Even if a direct co-relationship has not as yet been established (becoming, in itself, an imperative for our community calm), that the suicide rate is also growing in harmony with this 'software' attraction, society is beginning to take its toll, becoming unhinged here and there. As alluded to, each individual is retreating more into himself/herself, much like billionaires typically do, with the critical difference being that previous billions were real and largely built upon a rock-solid foundation, whereas today's are built largely upon fast-fleeting wealth or even sand-dunes, that is, expectations partly bred by those new contraptions. More Facebook 'likes' might elevate one's stock-market value socially, but in so doing also breed the feeling of a real market value also spiking.
Added to that invincibility delusion is the increasing mental malfunctioning spilling over into society. One part of it stems from the false pillars of intellectual growth already alluded to. Another part emanates from the incapacity to follow up even genuine software success: not all programmers can easily switch to repeat performance because of the greater competition, or from simply getting spoiled from sudden riches. Barring a Steve Jobs or some other Silicon Valley nerd, success of past accomplishment now releases the sclerotic effect upon the next would-be invention far faster, a feature not uncommon in the first and second industrial revolutions (for example, the laws of diminishing returns that even Adam Smith could conceive before the very first assembly-line was in place), but at a more glacial pace. Overall, the malfunctioning is becoming an inherent quality of rapid technological escalation: 'software' improvements can happen overnight, which is impossible for 'hardware technologies (assembly-lines cannot be replaced every other year, month, or week), thus creating uncertainty from the transitions, adjustments, and necessary training.
Perhaps the greatest casualty of the 'software' revolution has been the slow, subtle, and costly abandonment of society by the indulgent 'software' players. Even a fortress-mindedness carries a social circle, limited though it may be. Yet here we see individuals literally casting away for the uncharted sea virtually alone, as if the rewards and riches to be acquired must be reaped and consummated alone. Those Facebook 'likes' translate into lots of new friendship circles, but ones with more flaky foundations than friendships used to previously be.

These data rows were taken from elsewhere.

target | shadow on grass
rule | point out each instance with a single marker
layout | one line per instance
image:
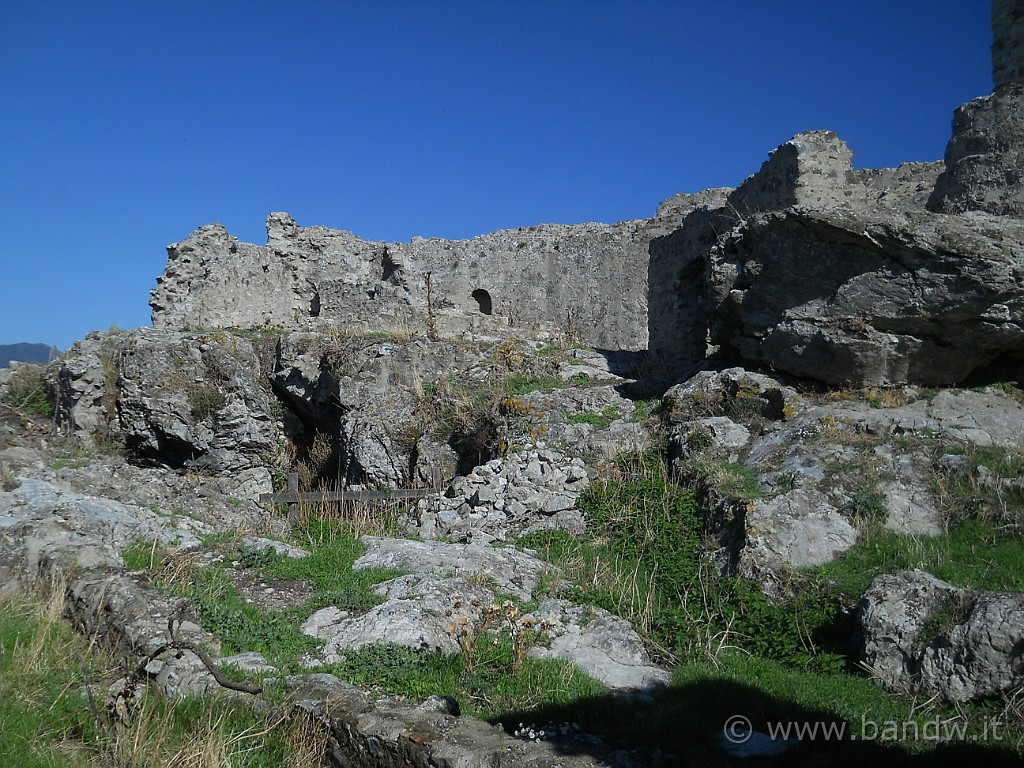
(692, 724)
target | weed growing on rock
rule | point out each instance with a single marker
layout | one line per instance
(8, 480)
(205, 400)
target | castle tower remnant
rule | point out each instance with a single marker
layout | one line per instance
(985, 157)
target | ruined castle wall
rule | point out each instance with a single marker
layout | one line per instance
(585, 282)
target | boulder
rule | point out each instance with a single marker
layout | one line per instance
(927, 637)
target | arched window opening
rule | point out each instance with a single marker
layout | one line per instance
(482, 299)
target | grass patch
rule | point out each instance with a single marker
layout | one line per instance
(600, 421)
(46, 718)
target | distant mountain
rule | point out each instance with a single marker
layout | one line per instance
(26, 353)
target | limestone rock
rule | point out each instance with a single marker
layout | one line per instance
(601, 644)
(798, 528)
(521, 493)
(928, 637)
(421, 612)
(865, 297)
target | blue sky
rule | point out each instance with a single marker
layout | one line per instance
(126, 126)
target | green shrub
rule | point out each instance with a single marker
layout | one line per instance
(205, 400)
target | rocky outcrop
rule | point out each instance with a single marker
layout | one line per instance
(925, 636)
(786, 479)
(178, 400)
(451, 596)
(507, 497)
(854, 296)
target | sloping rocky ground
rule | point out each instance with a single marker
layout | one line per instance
(786, 475)
(823, 350)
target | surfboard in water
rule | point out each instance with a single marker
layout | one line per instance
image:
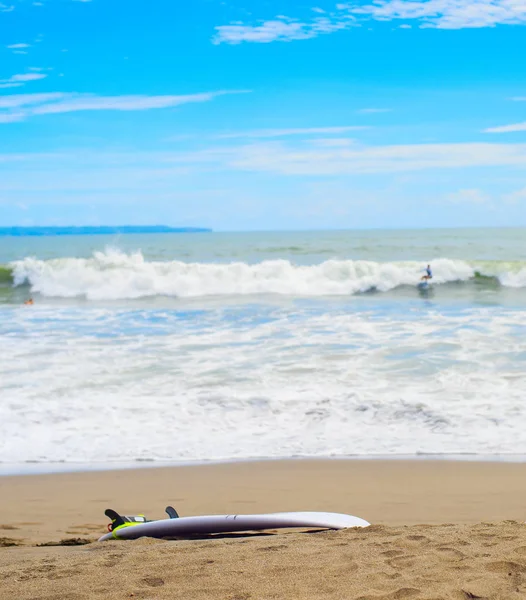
(209, 524)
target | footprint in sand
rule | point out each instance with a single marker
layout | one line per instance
(450, 553)
(507, 567)
(392, 553)
(417, 538)
(401, 562)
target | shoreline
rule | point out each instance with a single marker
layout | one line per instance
(30, 469)
(392, 492)
(439, 529)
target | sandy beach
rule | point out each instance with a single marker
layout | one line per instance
(439, 530)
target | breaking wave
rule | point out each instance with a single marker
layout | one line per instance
(112, 275)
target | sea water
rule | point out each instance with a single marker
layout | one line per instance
(219, 346)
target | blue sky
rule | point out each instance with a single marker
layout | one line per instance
(244, 115)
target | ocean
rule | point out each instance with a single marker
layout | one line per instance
(172, 348)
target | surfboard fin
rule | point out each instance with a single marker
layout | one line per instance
(116, 519)
(171, 512)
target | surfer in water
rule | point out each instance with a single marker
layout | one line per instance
(428, 275)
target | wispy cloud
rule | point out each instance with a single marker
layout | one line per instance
(440, 14)
(366, 111)
(507, 128)
(20, 107)
(273, 133)
(21, 79)
(282, 29)
(446, 14)
(305, 160)
(469, 196)
(280, 158)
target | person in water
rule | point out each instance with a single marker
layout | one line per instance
(428, 275)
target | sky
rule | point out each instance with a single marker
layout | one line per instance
(263, 115)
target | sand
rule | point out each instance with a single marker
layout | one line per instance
(441, 530)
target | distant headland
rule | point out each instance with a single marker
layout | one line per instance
(91, 230)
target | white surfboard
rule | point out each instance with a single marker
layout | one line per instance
(187, 526)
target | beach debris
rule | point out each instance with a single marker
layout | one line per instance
(7, 542)
(67, 542)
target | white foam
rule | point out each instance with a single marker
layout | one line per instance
(113, 275)
(90, 385)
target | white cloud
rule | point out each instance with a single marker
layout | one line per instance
(26, 105)
(23, 78)
(366, 111)
(447, 14)
(507, 128)
(332, 142)
(271, 133)
(441, 14)
(277, 157)
(281, 29)
(469, 196)
(516, 197)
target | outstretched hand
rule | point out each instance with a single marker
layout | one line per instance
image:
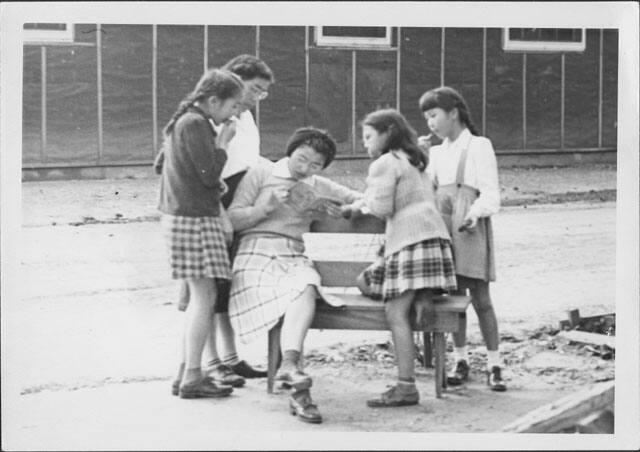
(227, 132)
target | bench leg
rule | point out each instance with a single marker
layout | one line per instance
(273, 357)
(427, 351)
(439, 340)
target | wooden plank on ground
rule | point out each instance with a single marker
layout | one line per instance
(566, 412)
(589, 338)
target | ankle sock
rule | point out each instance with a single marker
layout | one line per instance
(180, 372)
(215, 362)
(231, 360)
(493, 358)
(291, 357)
(460, 354)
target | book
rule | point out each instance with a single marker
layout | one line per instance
(303, 197)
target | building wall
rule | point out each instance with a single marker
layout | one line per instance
(104, 99)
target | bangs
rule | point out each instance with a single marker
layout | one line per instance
(430, 100)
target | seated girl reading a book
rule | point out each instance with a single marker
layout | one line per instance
(272, 278)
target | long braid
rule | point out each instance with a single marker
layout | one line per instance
(448, 98)
(182, 108)
(214, 82)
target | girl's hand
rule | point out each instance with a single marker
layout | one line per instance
(425, 142)
(470, 222)
(333, 209)
(349, 210)
(226, 134)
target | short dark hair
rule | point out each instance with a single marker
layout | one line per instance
(401, 134)
(317, 139)
(249, 67)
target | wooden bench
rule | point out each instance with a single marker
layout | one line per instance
(362, 313)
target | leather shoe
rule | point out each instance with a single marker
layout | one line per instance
(245, 370)
(394, 397)
(494, 380)
(223, 375)
(175, 387)
(460, 375)
(204, 388)
(293, 378)
(301, 405)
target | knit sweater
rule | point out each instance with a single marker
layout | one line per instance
(248, 216)
(481, 170)
(190, 179)
(399, 192)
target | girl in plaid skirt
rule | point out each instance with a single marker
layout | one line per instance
(190, 191)
(465, 173)
(273, 280)
(417, 251)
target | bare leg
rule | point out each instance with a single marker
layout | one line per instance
(486, 314)
(198, 323)
(397, 312)
(297, 320)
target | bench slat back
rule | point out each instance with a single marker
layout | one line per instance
(361, 224)
(336, 273)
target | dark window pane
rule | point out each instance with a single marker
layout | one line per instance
(420, 71)
(546, 34)
(126, 95)
(360, 32)
(581, 95)
(504, 94)
(31, 104)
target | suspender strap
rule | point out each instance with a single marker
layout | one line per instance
(462, 163)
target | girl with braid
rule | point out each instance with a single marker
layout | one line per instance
(190, 192)
(465, 175)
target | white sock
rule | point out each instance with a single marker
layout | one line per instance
(493, 358)
(460, 353)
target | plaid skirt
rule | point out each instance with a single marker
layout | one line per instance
(197, 247)
(424, 265)
(269, 273)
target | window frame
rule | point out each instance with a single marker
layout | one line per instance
(509, 45)
(353, 41)
(36, 36)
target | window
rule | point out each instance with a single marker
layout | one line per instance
(353, 36)
(47, 32)
(544, 39)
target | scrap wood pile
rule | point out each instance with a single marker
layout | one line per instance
(590, 410)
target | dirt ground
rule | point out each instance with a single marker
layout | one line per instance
(96, 313)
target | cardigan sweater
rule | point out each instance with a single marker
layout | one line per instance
(190, 179)
(243, 150)
(403, 195)
(248, 216)
(480, 172)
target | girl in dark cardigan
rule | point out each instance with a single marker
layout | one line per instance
(190, 192)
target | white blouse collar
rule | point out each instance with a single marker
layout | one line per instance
(281, 169)
(461, 141)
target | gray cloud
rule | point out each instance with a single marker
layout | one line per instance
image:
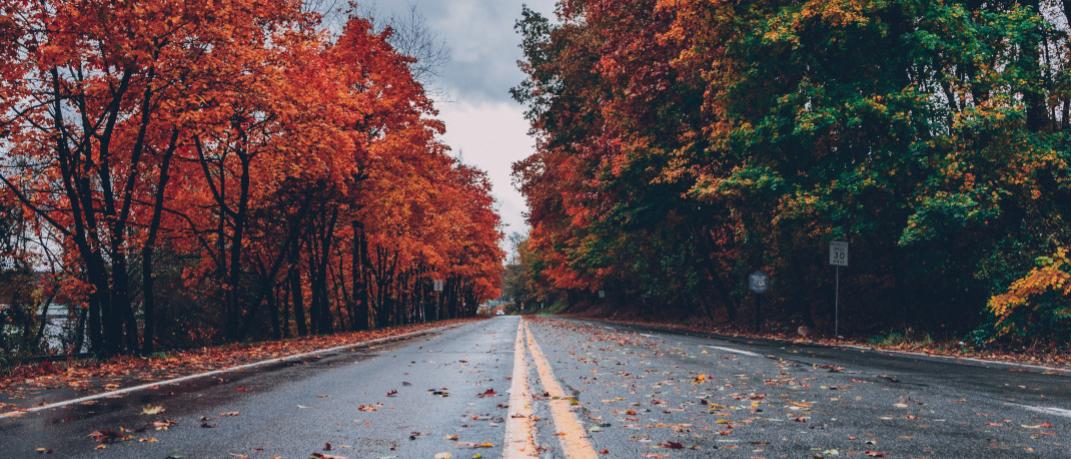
(480, 36)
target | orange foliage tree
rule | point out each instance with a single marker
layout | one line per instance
(207, 167)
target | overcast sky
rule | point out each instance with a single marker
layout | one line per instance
(483, 124)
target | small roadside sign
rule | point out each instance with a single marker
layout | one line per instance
(758, 281)
(839, 254)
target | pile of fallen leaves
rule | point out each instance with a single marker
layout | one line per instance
(91, 376)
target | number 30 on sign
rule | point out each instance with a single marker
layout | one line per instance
(839, 254)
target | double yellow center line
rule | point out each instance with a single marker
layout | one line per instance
(521, 428)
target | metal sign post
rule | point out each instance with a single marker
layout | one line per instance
(758, 282)
(838, 257)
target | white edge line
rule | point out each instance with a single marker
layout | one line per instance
(1044, 410)
(895, 352)
(956, 358)
(735, 351)
(138, 387)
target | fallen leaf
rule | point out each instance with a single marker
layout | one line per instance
(672, 445)
(153, 410)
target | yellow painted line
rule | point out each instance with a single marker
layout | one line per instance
(519, 428)
(574, 440)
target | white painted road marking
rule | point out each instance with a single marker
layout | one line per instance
(220, 371)
(1044, 410)
(735, 351)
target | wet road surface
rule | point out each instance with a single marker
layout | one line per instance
(578, 389)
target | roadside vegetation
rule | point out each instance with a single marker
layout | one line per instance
(184, 173)
(684, 144)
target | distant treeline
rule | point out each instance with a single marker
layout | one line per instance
(195, 171)
(685, 143)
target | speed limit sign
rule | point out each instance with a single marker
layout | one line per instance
(839, 254)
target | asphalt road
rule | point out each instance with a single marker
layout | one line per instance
(581, 389)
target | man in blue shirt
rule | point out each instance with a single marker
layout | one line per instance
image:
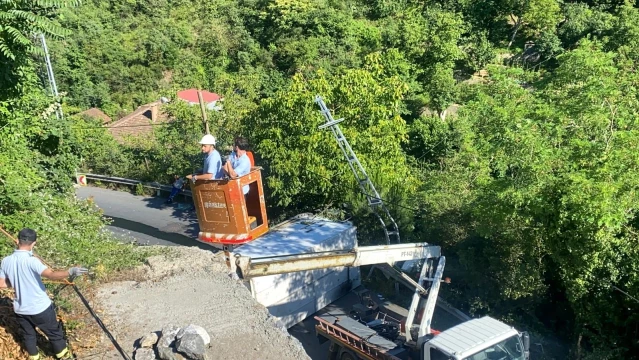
(212, 168)
(238, 163)
(22, 271)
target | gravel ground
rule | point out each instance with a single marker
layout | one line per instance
(191, 286)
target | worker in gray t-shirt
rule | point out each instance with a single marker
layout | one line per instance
(23, 271)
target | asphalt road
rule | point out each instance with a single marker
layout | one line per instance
(148, 221)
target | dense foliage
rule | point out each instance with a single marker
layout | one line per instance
(38, 158)
(528, 180)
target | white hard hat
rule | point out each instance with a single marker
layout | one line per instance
(207, 140)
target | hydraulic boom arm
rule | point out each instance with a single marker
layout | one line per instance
(367, 255)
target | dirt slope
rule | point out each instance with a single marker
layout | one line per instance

All of these impose far higher overhead costs. Just a 'salary', as opposed to a 'wage' multiplies the starting costs, and since 'software' innovators also come in multiplied numbers compared to 'hardware' innovators (the Henry Bessemer, Henry Ford, James Hargreaves and so forth), expenses always remain astronomically higher even though market costs may be many times lower (owing to the efficiency new technology permits). Added to these are the transition and adjustment costs aforementioned. Consumption levels keep pace with higher income, so much so that the assumption of expected income encourages reckless spending. Indebtedness of high-salaried workers is not uncommon, and is growing, and often connected to the spiraling suicide rate previously mentioned.
Where does that leave us? Clearly the "revolution of rising expectations", Karl Marx was confident, would lead to capitalist societies crashing has been partly true: capitalism may be at its zenith in this neo-liberal age, but market crashes, recessions, and slowdowns have become too common to not make any causal connection. With the 'software' revolution, this has spiralled out of control, leaving more societies at the brink, a financial fault line being papered over by governmental intervention and other unsavoury market interventions.
"There are daggers behind men's smiles," Lady Macbeth astutely warned her apparition-haunted monarch husband. We have almost reached that point of society, but who would have thought the sunny-looking Fourth Industrial Revolution would be the goose to lay that fatal egg.
Dr. Imtiaz A. Hussain is Professor and Head of the Department of Global Studies & Governance at Independent University, Bangladesh.